3. Closed accounts. If consumers close an account between crediting periods and forfeits accrued interest, the institution may not show any figures for interest earned or annual percentage yield earned for the period (other than zero, at the institution's option).

6(a)(3) Fees imposed.

1. General. Periodic statements must state fees disclosed under § 1030.4(b) that were debited to the account during the statement period, even if assessed for an earlier period.

2. Itemizing fees by type. In itemizing fees imposed more than once in the period, institutions may group fees if they are the same type. (See § 1030.11(a)(1) of this part regarding certain fees that are required to be grouped.) When fees of the same type are grouped together, the description must make clear that the dollar figure represents more than a single fee, for example, “total fees for checks written this period.” Examples of fees that may not be grouped together are -

i.
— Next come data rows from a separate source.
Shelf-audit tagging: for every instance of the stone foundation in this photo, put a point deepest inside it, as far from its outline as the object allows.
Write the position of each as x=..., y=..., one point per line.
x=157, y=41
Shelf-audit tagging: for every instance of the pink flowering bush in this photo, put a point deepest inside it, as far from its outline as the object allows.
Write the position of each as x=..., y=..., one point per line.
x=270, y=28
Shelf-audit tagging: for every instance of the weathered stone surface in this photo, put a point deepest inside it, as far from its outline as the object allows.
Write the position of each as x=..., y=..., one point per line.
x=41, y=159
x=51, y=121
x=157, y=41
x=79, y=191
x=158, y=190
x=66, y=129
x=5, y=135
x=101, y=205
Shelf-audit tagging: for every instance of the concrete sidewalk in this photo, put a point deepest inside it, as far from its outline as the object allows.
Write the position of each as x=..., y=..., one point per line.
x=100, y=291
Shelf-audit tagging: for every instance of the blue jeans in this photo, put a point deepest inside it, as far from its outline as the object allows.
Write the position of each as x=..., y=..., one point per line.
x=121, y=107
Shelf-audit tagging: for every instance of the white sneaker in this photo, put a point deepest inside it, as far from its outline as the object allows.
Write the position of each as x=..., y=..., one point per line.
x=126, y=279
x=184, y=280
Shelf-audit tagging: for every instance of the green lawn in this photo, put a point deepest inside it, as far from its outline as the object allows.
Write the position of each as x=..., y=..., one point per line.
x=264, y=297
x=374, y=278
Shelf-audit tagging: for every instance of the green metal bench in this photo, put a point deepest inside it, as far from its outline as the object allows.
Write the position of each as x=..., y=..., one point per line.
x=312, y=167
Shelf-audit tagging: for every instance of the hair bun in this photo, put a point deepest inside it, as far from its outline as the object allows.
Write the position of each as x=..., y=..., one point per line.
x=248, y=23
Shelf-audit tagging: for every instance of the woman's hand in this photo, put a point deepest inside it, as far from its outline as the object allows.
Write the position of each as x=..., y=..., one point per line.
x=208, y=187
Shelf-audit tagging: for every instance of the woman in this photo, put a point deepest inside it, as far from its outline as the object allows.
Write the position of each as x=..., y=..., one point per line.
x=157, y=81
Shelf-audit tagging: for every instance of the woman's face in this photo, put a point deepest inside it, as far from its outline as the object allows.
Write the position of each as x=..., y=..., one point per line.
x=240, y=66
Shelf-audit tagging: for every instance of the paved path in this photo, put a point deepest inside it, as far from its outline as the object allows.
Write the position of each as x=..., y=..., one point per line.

Monthly maintenance and excess-activity fees.

ii. “Transfer” fees, if different dollar amounts are imposed, such as $.50 for deposits and $1.00 for withdrawals.

iii. Fees for electronic fund transfers and fees for other services, such as balance-inquiry or maintenance fees.

iv. Fees for paying overdrafts and fees for returning checks or other items unpaid.

3. Identifying fees. Statement details must enable consumers to identify the specific fee. For example:

i. Institutions may use a code to identify a particular fee if the code is explained on the periodic statement or in documents accompanying the statement.

ii. Institutions using debit slips may disclose the date the fee was debited on the periodic statement and show the amount and type of fee on the dated debit slip.

4. Relation to Regulation E. Disclosure of fees in compliance with Regulation E complies with this section for fees related to electronic fund transfers (for example, totaling all electronic funds transfer fees in a single figure).

6(a)(4) Length of period.

1. General. Institutions providing the beginning and ending dates of the period must make clear whether both dates are included in the period.

2. Opening or closing an account mid-cycle. If an account is opened or closed during the period for which a statement is sent, institutions must calculate the annual percentage yield earned based on account balances for each day the account was open.

6(b) Special rule for average daily balance method.

1. Monthly statements and quarterly compounding. This rule applies, for example, when an institution calculates interest on a quarterly average daily balance and sends monthly statements. In this case, the first two monthly statements would omit annual percentage yield earned and interest earned figures; the third monthly statement would reflect the interest earned and the annual percentage yield earned for the entire quarter.

2. Length of the period. Institutions must disclose the length of both the interest calculation period and the statement period. For example, a statement could disclose a statement period of April 16 through May 15 and further state that “the interest earned and the annual percentage yield earned are based on your average daily balance for the period April 1 through April 30.”

3. Quarterly statements and monthly compounding. Institutions that use the average daily balance method to calculate interest on a monthly basis and that send statements on a quarterly basis may disclose a single interest (and annual percentage yield earned) figure. Alternatively, an institution may disclose three interest and three annual percentage yield earned figures, one for each month in the quarter, as long as the institution states the number of days (or beginning and ending dates) in the interest period if different from the statement period.